Image provided by The Okaja Foundation

A few months after Maggie’s birth, my husband, Nicholas, and I took her to Nigeria to meet my family and to visit Divine Providence Home. Upon our arrival, the children greeted us with song, dance and enthusiastically curious questions about America. I was amazed. Despite their grief, the children were filled with a contagious amount of joy. Their songs are ones of praise and thanksgiving to God.
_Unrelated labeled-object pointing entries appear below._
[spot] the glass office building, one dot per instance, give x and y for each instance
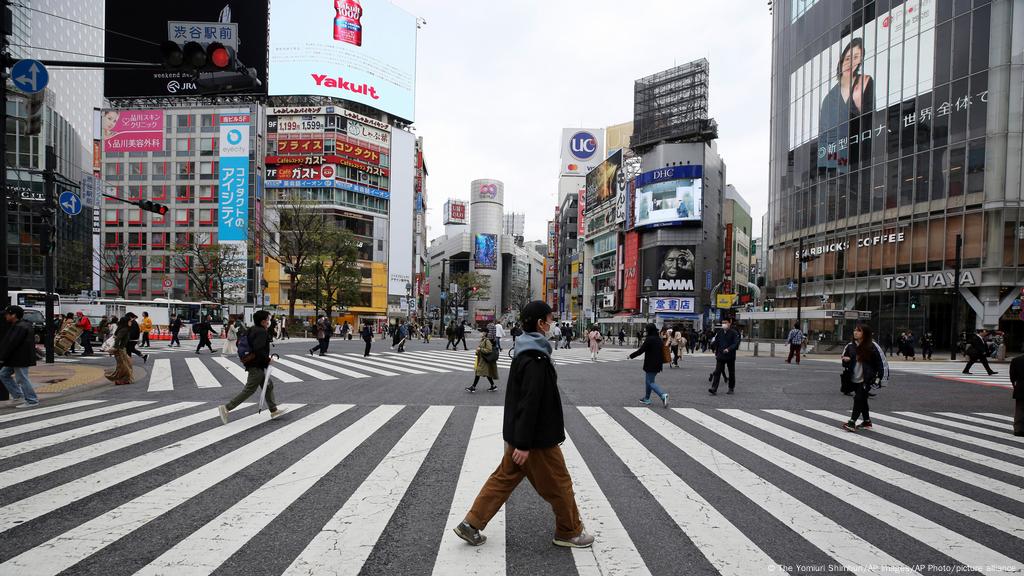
(895, 128)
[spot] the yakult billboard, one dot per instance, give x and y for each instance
(359, 50)
(583, 150)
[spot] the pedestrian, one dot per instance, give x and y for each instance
(85, 325)
(203, 330)
(17, 353)
(146, 327)
(175, 329)
(927, 345)
(133, 336)
(486, 363)
(231, 337)
(653, 358)
(532, 429)
(977, 351)
(1017, 379)
(499, 334)
(594, 339)
(460, 335)
(322, 329)
(678, 345)
(368, 337)
(259, 345)
(122, 372)
(725, 346)
(796, 341)
(862, 365)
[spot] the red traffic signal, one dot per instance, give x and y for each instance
(151, 206)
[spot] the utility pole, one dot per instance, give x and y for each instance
(954, 334)
(49, 238)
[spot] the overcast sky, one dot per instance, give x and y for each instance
(498, 81)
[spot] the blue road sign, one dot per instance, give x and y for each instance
(30, 76)
(70, 203)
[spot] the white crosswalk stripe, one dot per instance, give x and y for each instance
(57, 516)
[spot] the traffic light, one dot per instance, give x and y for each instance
(34, 113)
(151, 206)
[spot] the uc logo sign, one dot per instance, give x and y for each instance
(583, 145)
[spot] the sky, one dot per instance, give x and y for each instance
(498, 81)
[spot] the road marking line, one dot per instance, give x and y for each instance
(614, 553)
(343, 545)
(58, 438)
(160, 378)
(955, 545)
(830, 537)
(59, 496)
(66, 550)
(484, 451)
(60, 461)
(59, 420)
(201, 374)
(206, 548)
(20, 415)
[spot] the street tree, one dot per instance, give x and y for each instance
(215, 272)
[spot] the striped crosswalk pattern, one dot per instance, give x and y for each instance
(216, 371)
(340, 489)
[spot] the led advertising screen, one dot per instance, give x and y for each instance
(604, 182)
(485, 250)
(668, 269)
(669, 196)
(359, 50)
(133, 31)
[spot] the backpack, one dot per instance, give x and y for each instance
(246, 354)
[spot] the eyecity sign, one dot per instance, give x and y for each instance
(861, 243)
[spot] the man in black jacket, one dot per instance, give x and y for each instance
(532, 429)
(17, 353)
(725, 357)
(977, 351)
(259, 344)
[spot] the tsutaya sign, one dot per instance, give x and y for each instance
(927, 280)
(861, 243)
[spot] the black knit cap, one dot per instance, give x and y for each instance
(536, 311)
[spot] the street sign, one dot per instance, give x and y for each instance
(70, 203)
(30, 76)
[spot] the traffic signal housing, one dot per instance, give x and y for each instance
(151, 206)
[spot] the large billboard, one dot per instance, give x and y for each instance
(133, 130)
(359, 50)
(134, 30)
(485, 251)
(669, 196)
(583, 150)
(605, 182)
(668, 269)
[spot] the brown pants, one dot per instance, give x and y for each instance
(546, 470)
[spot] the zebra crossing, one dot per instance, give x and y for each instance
(152, 488)
(949, 370)
(212, 371)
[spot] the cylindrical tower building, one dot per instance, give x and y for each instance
(486, 210)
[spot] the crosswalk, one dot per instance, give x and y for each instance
(949, 370)
(152, 488)
(214, 370)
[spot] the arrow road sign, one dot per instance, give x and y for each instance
(30, 76)
(70, 203)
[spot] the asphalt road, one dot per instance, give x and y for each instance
(378, 459)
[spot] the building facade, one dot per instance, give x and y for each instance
(896, 132)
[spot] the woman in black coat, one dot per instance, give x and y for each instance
(653, 357)
(862, 365)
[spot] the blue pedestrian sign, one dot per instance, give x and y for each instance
(30, 76)
(70, 203)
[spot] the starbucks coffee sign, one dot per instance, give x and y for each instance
(927, 280)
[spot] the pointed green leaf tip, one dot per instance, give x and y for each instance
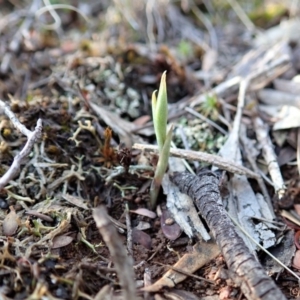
(160, 112)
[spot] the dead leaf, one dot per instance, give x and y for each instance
(11, 223)
(77, 201)
(61, 241)
(203, 252)
(144, 212)
(142, 238)
(180, 295)
(171, 231)
(296, 260)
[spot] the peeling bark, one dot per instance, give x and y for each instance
(248, 273)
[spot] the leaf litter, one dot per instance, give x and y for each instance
(90, 82)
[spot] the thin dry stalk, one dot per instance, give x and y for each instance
(270, 157)
(32, 136)
(215, 160)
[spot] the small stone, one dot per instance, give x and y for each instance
(169, 221)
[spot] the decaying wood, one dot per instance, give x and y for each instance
(248, 273)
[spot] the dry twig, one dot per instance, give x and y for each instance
(32, 136)
(215, 160)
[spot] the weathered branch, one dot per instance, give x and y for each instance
(32, 138)
(248, 273)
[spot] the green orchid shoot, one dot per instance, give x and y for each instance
(160, 112)
(160, 117)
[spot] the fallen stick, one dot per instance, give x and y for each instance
(247, 271)
(32, 137)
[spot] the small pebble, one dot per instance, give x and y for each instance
(169, 221)
(3, 204)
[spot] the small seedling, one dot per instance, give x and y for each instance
(160, 117)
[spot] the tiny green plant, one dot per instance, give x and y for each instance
(160, 117)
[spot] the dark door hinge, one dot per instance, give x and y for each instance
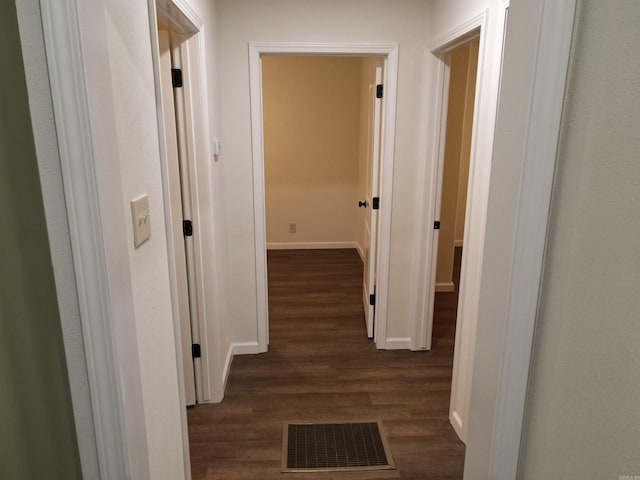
(176, 77)
(187, 228)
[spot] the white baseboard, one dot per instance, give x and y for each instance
(311, 245)
(227, 369)
(456, 423)
(245, 348)
(237, 348)
(398, 343)
(445, 287)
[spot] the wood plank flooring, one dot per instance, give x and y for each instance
(321, 368)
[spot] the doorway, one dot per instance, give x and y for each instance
(321, 118)
(379, 255)
(179, 193)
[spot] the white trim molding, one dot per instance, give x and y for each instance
(398, 343)
(390, 54)
(546, 96)
(445, 287)
(67, 74)
(311, 245)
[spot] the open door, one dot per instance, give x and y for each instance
(371, 201)
(177, 205)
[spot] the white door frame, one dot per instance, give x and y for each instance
(390, 53)
(475, 217)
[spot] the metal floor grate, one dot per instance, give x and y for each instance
(334, 446)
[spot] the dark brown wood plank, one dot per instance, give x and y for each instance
(321, 368)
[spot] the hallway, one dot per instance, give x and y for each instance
(321, 368)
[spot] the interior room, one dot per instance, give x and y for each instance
(534, 357)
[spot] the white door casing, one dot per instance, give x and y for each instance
(176, 215)
(372, 187)
(389, 52)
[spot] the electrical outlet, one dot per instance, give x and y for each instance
(141, 220)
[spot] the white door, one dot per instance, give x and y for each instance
(175, 197)
(370, 203)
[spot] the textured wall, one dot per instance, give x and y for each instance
(130, 57)
(37, 434)
(582, 417)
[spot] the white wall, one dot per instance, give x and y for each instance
(129, 50)
(311, 109)
(330, 21)
(582, 416)
(57, 228)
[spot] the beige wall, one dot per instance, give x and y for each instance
(355, 21)
(311, 108)
(582, 417)
(367, 79)
(464, 61)
(467, 131)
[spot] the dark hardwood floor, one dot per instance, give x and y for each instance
(321, 368)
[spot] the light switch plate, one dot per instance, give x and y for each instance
(141, 219)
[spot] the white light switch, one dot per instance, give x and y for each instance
(141, 219)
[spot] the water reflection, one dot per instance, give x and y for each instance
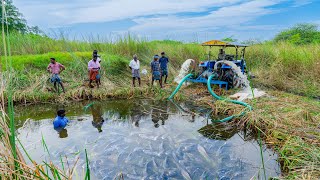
(219, 131)
(136, 114)
(63, 133)
(97, 119)
(159, 113)
(130, 143)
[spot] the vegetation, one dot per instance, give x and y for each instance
(14, 20)
(300, 34)
(288, 122)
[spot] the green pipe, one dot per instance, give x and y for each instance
(228, 100)
(179, 86)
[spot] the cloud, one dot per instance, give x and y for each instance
(82, 11)
(157, 18)
(230, 16)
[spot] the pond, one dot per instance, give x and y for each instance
(143, 139)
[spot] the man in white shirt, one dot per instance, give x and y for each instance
(135, 69)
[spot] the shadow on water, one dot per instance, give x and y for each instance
(144, 139)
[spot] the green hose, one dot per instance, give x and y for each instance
(179, 86)
(248, 107)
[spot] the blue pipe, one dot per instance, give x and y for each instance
(179, 86)
(248, 107)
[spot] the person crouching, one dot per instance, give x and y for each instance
(60, 122)
(155, 70)
(94, 67)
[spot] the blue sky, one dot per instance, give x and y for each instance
(184, 20)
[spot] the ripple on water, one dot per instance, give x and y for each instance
(174, 150)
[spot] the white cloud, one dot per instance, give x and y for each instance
(158, 18)
(298, 3)
(80, 11)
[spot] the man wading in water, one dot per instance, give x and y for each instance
(135, 69)
(94, 67)
(95, 53)
(155, 70)
(164, 66)
(55, 69)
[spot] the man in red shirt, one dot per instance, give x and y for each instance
(55, 69)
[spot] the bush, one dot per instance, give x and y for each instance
(300, 34)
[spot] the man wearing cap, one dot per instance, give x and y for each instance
(94, 67)
(95, 53)
(55, 69)
(135, 69)
(155, 70)
(164, 66)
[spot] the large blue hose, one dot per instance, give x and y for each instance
(248, 107)
(179, 86)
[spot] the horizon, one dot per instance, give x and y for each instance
(184, 21)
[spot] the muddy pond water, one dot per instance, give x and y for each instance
(143, 139)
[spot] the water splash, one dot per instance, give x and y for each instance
(242, 82)
(185, 68)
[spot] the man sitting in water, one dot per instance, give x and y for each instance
(95, 53)
(155, 70)
(60, 122)
(55, 69)
(135, 69)
(164, 66)
(94, 67)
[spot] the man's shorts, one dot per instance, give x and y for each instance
(164, 71)
(156, 75)
(136, 73)
(55, 78)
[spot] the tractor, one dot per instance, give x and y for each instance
(228, 69)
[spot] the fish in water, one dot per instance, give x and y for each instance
(203, 152)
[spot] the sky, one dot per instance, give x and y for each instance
(182, 20)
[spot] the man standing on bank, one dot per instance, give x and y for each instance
(155, 70)
(164, 66)
(135, 69)
(55, 69)
(94, 67)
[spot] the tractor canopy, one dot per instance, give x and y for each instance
(222, 44)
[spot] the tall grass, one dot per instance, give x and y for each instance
(12, 163)
(287, 67)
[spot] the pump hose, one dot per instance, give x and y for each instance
(179, 86)
(248, 107)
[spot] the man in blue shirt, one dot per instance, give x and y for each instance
(60, 121)
(164, 66)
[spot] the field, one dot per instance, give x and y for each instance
(289, 120)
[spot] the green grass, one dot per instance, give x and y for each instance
(280, 66)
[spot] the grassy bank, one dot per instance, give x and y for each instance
(289, 123)
(279, 66)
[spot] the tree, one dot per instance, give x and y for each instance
(300, 34)
(13, 19)
(229, 39)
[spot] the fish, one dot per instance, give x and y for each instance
(203, 153)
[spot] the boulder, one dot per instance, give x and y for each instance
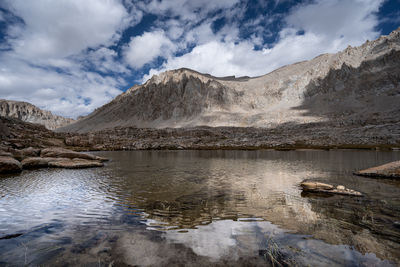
(312, 186)
(21, 154)
(317, 187)
(9, 165)
(389, 170)
(37, 162)
(5, 154)
(75, 163)
(58, 152)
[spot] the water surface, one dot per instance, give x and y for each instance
(202, 208)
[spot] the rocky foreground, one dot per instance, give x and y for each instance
(26, 145)
(54, 157)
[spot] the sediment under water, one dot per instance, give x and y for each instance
(202, 208)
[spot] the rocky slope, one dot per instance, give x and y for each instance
(351, 87)
(30, 113)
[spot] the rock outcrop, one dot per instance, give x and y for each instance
(317, 187)
(30, 113)
(389, 170)
(355, 87)
(9, 165)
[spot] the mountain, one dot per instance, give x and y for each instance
(30, 113)
(352, 87)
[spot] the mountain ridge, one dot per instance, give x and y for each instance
(187, 98)
(30, 113)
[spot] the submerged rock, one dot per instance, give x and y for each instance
(317, 187)
(389, 170)
(75, 163)
(21, 154)
(37, 162)
(5, 154)
(59, 152)
(9, 165)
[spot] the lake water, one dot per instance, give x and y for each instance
(167, 208)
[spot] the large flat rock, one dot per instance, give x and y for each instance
(58, 152)
(76, 163)
(389, 170)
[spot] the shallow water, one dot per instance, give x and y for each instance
(201, 208)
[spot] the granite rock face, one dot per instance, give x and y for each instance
(30, 113)
(9, 165)
(389, 170)
(355, 87)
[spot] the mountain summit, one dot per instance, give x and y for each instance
(353, 86)
(30, 113)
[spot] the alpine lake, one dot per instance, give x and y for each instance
(202, 208)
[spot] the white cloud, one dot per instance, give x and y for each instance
(328, 26)
(69, 94)
(52, 58)
(62, 28)
(189, 10)
(49, 61)
(145, 48)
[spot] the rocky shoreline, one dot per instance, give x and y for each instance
(54, 157)
(16, 135)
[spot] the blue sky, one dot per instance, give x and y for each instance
(72, 56)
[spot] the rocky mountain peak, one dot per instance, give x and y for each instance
(357, 83)
(30, 113)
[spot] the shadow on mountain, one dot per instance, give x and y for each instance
(366, 95)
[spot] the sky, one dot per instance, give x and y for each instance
(72, 56)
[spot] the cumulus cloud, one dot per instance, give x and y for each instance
(145, 48)
(71, 56)
(57, 49)
(62, 28)
(322, 32)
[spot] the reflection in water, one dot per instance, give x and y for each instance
(208, 207)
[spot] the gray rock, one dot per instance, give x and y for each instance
(9, 165)
(317, 187)
(30, 113)
(58, 152)
(354, 87)
(75, 163)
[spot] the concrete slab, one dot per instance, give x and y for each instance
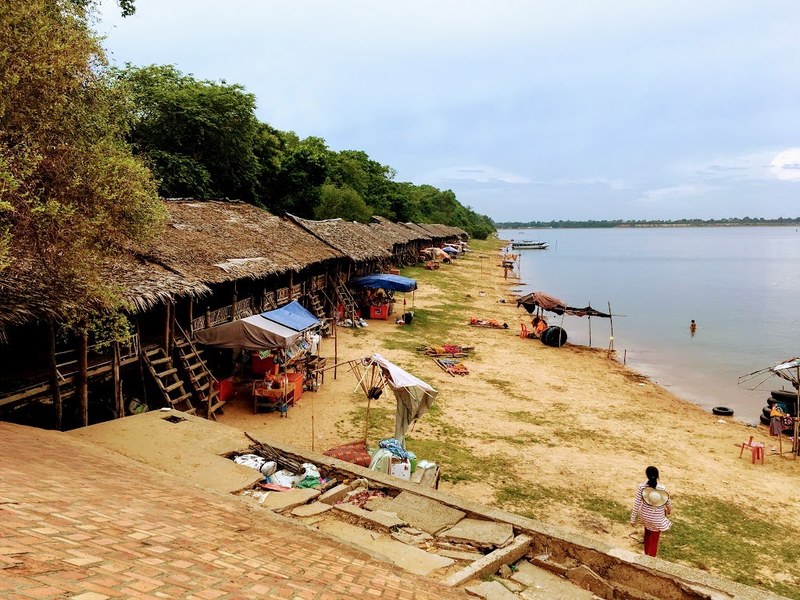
(460, 555)
(491, 590)
(382, 547)
(311, 510)
(483, 534)
(544, 585)
(490, 563)
(423, 513)
(190, 449)
(278, 501)
(589, 580)
(333, 495)
(376, 519)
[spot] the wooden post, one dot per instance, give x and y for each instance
(118, 401)
(83, 373)
(335, 347)
(172, 319)
(611, 325)
(55, 390)
(191, 317)
(167, 305)
(233, 303)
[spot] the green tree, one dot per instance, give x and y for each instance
(342, 202)
(199, 137)
(71, 193)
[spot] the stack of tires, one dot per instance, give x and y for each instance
(786, 400)
(554, 336)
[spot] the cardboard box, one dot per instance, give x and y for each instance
(400, 468)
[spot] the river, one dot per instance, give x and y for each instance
(740, 284)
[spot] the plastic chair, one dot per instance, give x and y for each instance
(756, 449)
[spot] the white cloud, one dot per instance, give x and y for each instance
(675, 192)
(476, 173)
(786, 165)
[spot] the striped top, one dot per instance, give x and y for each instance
(653, 518)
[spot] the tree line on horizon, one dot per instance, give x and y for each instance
(87, 152)
(598, 224)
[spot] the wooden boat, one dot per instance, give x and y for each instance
(529, 245)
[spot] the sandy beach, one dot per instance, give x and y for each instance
(562, 435)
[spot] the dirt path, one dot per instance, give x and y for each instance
(559, 434)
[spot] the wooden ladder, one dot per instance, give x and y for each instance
(200, 378)
(345, 297)
(319, 311)
(168, 380)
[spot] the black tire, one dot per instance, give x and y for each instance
(554, 336)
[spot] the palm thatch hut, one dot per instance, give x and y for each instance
(357, 241)
(405, 244)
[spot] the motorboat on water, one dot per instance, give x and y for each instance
(529, 245)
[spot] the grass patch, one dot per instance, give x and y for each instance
(714, 535)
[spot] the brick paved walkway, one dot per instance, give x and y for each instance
(77, 523)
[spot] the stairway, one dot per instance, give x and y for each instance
(316, 306)
(345, 298)
(169, 382)
(200, 378)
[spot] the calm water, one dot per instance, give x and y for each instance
(741, 285)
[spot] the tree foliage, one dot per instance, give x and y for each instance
(71, 192)
(202, 140)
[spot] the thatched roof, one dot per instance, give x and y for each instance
(391, 232)
(355, 240)
(27, 294)
(216, 241)
(203, 242)
(417, 232)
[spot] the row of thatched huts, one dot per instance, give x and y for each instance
(215, 261)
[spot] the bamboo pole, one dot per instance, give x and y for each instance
(167, 306)
(119, 404)
(55, 390)
(335, 348)
(611, 325)
(83, 377)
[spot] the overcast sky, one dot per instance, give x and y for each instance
(526, 109)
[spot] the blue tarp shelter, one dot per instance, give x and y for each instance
(280, 328)
(294, 316)
(386, 281)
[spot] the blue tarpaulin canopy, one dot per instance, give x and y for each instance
(386, 281)
(293, 315)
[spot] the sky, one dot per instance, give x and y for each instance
(526, 109)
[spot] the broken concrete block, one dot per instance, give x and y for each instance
(278, 501)
(311, 510)
(483, 534)
(423, 513)
(333, 495)
(491, 590)
(584, 577)
(374, 519)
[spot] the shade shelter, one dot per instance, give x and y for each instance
(535, 302)
(279, 328)
(386, 281)
(414, 397)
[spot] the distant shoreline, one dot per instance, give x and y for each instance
(646, 224)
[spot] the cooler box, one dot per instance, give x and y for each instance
(225, 387)
(296, 379)
(260, 366)
(379, 312)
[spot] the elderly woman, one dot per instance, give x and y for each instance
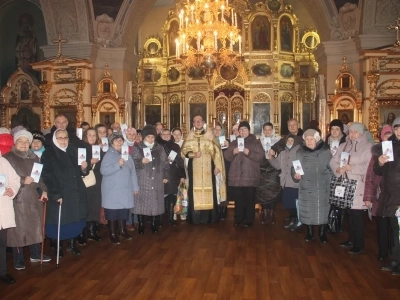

Image provided by The Okaja Foundation

Hours passed since our arrival at the home and, although it was getting late, there was so much joy and excitement at the home. I held my daughter and watched as the children danced with infectious smiles on their faces. In that moment, I realized that their joy is a testament to the care, love, and faith-based guidance provided by the sisters. What did the word “mother” mean to these children? I can’t presume to know. But, in Sister Rita and the rest of the sisters who care for them, the children had been given spiritual mothers - mothers who, while not related by blood, were sent by God to nurture these young lives. The vows taken by these sisters means that they will never have biological children of their own. However, they have become spiritual mothers to many vulnerable souls who rely on their prayers, support and love.

 Image provided by The Okaja Foundation

Many of the children at Divine Providence Home have been there since birth and will stay until adulthood. Over 140 children have been taken in since the home’s founding. Occasionally, however, some children have been adopted into loving families. Often, the adoptive parents are couples who have had difficulty conceiving. Photos shared with me of the first meeting between the new parents and their child are moving. I am often captivated by the display of emotion on the mother’s face and can only imagine the flood of emotions that must be overwhelming her. A mother longing for a child. A child in need of a mother. Brought together by God, in His Divine Providence.

As a child, my concept of motherhood was limited. I have now come to realize that God calls women to motherhood in various ways, each according to His will. Biological mothers, adoptive mothers, spiritual mothers and mothering those in need through prayer and acts of charity. Each of these forms of motherhood allow us to imitate the virtues of our Blessed Mother, thereby exalting her son and giving greater glory to God.